Essai : Réimaginer radicalement : pourquoi nous avons besoin d’une imagination planétaire
Publié le 16 novembre 2023 par Bonnie van Vugt
Que voulons-nous dire lorsque nous parlons d’images de la planète, pourquoi sont-elles si importantes et quel est le rapport avec la crise climatique et écologique ? Bonnie van Vugt l’explique dans cet essai sur les imaginaires planétaires.
Repenser radicalement : pourquoi nous avons besoin d’une imagination planétaire
Qu’est-ce que la terre ?
La question peut sembler évidente. C’est le monde, la planète sur laquelle vous et moi vivons.

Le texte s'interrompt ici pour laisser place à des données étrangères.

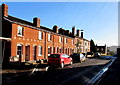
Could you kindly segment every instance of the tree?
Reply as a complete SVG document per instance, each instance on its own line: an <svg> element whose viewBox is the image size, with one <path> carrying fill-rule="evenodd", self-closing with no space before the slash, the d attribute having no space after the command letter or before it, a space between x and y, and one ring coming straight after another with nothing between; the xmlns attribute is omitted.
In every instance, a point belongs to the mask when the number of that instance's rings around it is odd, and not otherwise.
<svg viewBox="0 0 120 85"><path fill-rule="evenodd" d="M77 53L80 53L80 47L81 47L82 42L78 41L75 45L77 47Z"/></svg>
<svg viewBox="0 0 120 85"><path fill-rule="evenodd" d="M92 39L90 40L90 51L96 52L96 46L95 46L95 43Z"/></svg>

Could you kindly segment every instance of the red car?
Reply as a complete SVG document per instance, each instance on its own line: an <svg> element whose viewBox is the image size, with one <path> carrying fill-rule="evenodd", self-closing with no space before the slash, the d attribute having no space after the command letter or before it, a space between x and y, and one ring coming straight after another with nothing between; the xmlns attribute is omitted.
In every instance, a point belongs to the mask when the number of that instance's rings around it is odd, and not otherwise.
<svg viewBox="0 0 120 85"><path fill-rule="evenodd" d="M51 54L48 57L48 65L53 66L60 66L61 68L64 67L66 64L72 64L72 58L67 54L60 53L60 54Z"/></svg>

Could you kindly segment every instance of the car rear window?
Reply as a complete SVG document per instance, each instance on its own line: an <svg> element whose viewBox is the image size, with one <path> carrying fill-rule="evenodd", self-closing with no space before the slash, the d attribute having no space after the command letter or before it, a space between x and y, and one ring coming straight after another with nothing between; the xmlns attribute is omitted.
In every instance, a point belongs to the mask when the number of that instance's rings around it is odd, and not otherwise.
<svg viewBox="0 0 120 85"><path fill-rule="evenodd" d="M51 54L49 57L50 57L50 58L59 58L60 55L59 55L59 54Z"/></svg>

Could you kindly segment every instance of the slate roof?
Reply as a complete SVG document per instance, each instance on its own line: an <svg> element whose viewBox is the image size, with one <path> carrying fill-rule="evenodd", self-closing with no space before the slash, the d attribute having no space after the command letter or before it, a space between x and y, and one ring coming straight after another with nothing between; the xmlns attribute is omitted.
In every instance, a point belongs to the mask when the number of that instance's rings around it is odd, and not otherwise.
<svg viewBox="0 0 120 85"><path fill-rule="evenodd" d="M7 18L8 20L10 21L13 21L13 22L16 22L16 23L21 23L21 24L25 24L25 25L28 25L28 26L32 26L32 27L35 27L37 29L43 29L43 30L46 30L46 31L50 31L50 32L54 32L52 29L50 28L47 28L47 27L44 27L44 26L40 26L40 27L36 27L32 22L28 22L26 20L23 20L23 19L20 19L20 18L16 18L16 17L13 17L13 16L10 16L8 15L8 17L5 17ZM57 34L61 34L61 33L57 33ZM65 35L65 36L68 36L68 37L71 37L71 38L75 38L75 36L69 34L69 35L66 35L66 34L62 34L62 35ZM79 37L80 38L80 37ZM84 39L84 38L83 38Z"/></svg>

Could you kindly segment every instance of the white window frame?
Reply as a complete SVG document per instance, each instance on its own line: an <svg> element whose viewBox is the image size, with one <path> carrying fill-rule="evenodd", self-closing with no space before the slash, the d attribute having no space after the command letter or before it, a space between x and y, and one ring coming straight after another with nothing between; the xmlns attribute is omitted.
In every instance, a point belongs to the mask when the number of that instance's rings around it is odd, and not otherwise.
<svg viewBox="0 0 120 85"><path fill-rule="evenodd" d="M41 31L38 31L38 39L42 40L42 32Z"/></svg>
<svg viewBox="0 0 120 85"><path fill-rule="evenodd" d="M67 43L67 41L66 41L67 39L65 38L65 41L64 41L64 43L66 44Z"/></svg>
<svg viewBox="0 0 120 85"><path fill-rule="evenodd" d="M18 26L18 29L17 29L18 31L17 31L17 35L18 36L23 36L23 27L21 27L21 26Z"/></svg>
<svg viewBox="0 0 120 85"><path fill-rule="evenodd" d="M42 46L38 46L38 56L42 56Z"/></svg>
<svg viewBox="0 0 120 85"><path fill-rule="evenodd" d="M62 40L62 37L59 37L59 43L61 43L61 42L62 42L61 40Z"/></svg>
<svg viewBox="0 0 120 85"><path fill-rule="evenodd" d="M74 45L74 40L72 40L72 45Z"/></svg>
<svg viewBox="0 0 120 85"><path fill-rule="evenodd" d="M50 34L48 34L48 41L50 41Z"/></svg>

Mais sur quelle planète vivez-vous réellement ? Si vous posiez cette question à Elon Musk, il vous répondrait peut-être : « La planète que nous allons quitter dans le futur, car je veux aller sur Mars. » Vous, en revanche, vous avez peut-être une vision très différente de la Terre. La réponse pourrait même être différente si vous posiez la même question à un agriculteur d’Europe du Sud, qui vient de subir la chaleur et la sécheresse de cet été. La réponse à cette question dépend de la personne à qui vous la posez et de la culture visuelle et philosophique dont elle est issue.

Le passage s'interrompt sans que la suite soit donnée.